46. Therefore, even in the absence of Safaricom data, that he was the one using the numerous sim cards inserted in the phone which would in turn relay the details to PW2. His explanation as to how he came to be in possession was unbelievable and an afterthought meaning therefore that he stole the mobile phone in the robbery or received it knowing it to have been stolen.

47. The trial court thus, correctly invoked the doctrine of recent possession. The totality of my conclusion is that the doctrine recent possession was merely corroborative of the positive identification of the Appellant.

48. Further, the Appellant contended that the trial magistrate shifted the burden of proof to him by rejecting his defence without due consideration and calling upon him to offer an explanation on his possession of the stolen phone. He cited the case of Thomas Patrick Gilbert Cholmondeley v Republic [2008] eKLR where it was held that the burden of proof in criminal cases always rests on the prosecution.

49. I differ with this selected interpretation of the law. This is so because I have candidly explained that the burden of explaining how the Appellant came into possession of the stolen mobile phone obtained because of the application of the doctrine of recent possession. I  need not further pronounce myself on this. There was no error occasioned by the learned trial magistrate in holding that the Appellant did not give a plausible explanation of how he came into possession of the stolen mobile phone.

50. Further, under Section 109 of the Evidence Act a rebuttable presumption of law is created under which the burden of proving the facts within the knowledge of a person who wants the court to believe in the fact rests on him.

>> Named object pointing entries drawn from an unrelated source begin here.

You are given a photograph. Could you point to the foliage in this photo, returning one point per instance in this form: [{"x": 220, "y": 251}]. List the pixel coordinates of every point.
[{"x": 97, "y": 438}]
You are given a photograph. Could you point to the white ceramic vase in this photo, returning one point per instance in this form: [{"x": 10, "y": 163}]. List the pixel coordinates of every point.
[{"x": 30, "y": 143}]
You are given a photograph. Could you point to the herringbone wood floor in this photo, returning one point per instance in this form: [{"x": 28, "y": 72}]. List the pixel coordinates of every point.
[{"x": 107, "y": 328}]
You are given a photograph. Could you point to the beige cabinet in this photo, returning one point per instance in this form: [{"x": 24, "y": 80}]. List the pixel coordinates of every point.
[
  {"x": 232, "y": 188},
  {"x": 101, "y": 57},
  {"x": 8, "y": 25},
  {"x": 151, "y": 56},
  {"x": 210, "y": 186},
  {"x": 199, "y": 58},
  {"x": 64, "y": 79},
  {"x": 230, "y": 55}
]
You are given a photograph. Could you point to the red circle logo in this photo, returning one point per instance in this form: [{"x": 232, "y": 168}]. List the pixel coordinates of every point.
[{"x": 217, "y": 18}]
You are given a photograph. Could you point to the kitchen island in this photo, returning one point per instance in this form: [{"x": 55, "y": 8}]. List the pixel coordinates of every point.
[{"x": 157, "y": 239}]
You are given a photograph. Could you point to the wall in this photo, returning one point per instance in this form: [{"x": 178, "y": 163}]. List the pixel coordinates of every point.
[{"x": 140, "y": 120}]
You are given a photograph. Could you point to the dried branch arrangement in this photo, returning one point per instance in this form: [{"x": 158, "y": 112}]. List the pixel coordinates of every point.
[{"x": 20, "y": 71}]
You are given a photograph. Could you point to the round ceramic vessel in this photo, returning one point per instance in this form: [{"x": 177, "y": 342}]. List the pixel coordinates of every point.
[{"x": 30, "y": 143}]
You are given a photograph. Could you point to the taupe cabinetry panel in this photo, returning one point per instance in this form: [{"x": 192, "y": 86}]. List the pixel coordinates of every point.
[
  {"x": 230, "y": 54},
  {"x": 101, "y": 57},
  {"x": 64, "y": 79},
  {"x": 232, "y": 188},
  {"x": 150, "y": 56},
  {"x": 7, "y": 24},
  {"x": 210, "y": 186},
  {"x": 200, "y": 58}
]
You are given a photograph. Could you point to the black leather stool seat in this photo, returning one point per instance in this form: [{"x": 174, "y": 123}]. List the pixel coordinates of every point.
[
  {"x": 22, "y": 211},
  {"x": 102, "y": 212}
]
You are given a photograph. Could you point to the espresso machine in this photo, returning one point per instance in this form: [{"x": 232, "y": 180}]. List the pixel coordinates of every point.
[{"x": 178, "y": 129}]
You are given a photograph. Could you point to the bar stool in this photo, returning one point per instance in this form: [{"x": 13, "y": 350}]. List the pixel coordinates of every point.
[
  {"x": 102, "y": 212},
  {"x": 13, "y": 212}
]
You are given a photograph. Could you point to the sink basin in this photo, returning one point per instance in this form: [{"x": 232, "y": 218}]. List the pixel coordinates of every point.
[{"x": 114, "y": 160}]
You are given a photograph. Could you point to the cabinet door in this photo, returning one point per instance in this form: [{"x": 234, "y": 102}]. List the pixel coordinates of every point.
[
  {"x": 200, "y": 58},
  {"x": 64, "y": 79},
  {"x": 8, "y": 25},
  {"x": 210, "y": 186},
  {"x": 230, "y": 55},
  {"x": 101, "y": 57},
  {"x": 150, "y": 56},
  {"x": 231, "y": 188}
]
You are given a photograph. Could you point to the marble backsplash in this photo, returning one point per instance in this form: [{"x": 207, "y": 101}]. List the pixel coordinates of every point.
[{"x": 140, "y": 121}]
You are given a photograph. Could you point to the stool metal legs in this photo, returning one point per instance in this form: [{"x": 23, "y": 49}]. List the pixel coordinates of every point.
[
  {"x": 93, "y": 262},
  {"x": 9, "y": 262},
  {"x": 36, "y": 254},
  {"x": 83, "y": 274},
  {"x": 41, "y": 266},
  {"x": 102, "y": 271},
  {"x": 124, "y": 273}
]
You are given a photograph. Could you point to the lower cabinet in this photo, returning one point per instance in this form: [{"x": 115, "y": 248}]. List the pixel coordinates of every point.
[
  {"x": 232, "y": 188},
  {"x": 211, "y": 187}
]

Whether the sentence was proper

51. On this issue, learned state counsel submitted that the Appellant was armed with a pistol and was in the company of others who threatened to kill PW1. Further, that the stolen goods were not recovered save for the mobile phones. She also submitted that the complainants were terrorized by the ordeal and PW2 had a breast-feeding child. As such, she urged the court not to disturb the sentence.

52. The trial magistrate accordingly considered the Appellant’s mitigation, the presentencing report as well as the circumstances of the case in sentencing him. The trial court particularly took note of the seriousness of the offence which calls for a deterrent sentence. I cannot add more than the learned magistrate considered. She did not misdirect herself in arriving at the sentence. I therefore, find no reason to interfere with the sentence.

53. In the result, I find that this appeal lacks merit and is hereby dismissed in its entirety. It is so ordered.

Dated and Delivered in Nairobi This 29th Day of April, 2020.

G.W.NGENYE-MACHARIA

JUDGE

In the presence of:

1. Mr. Wangila for the Appellant.

2. Miss Nyauncho for the  Respondent.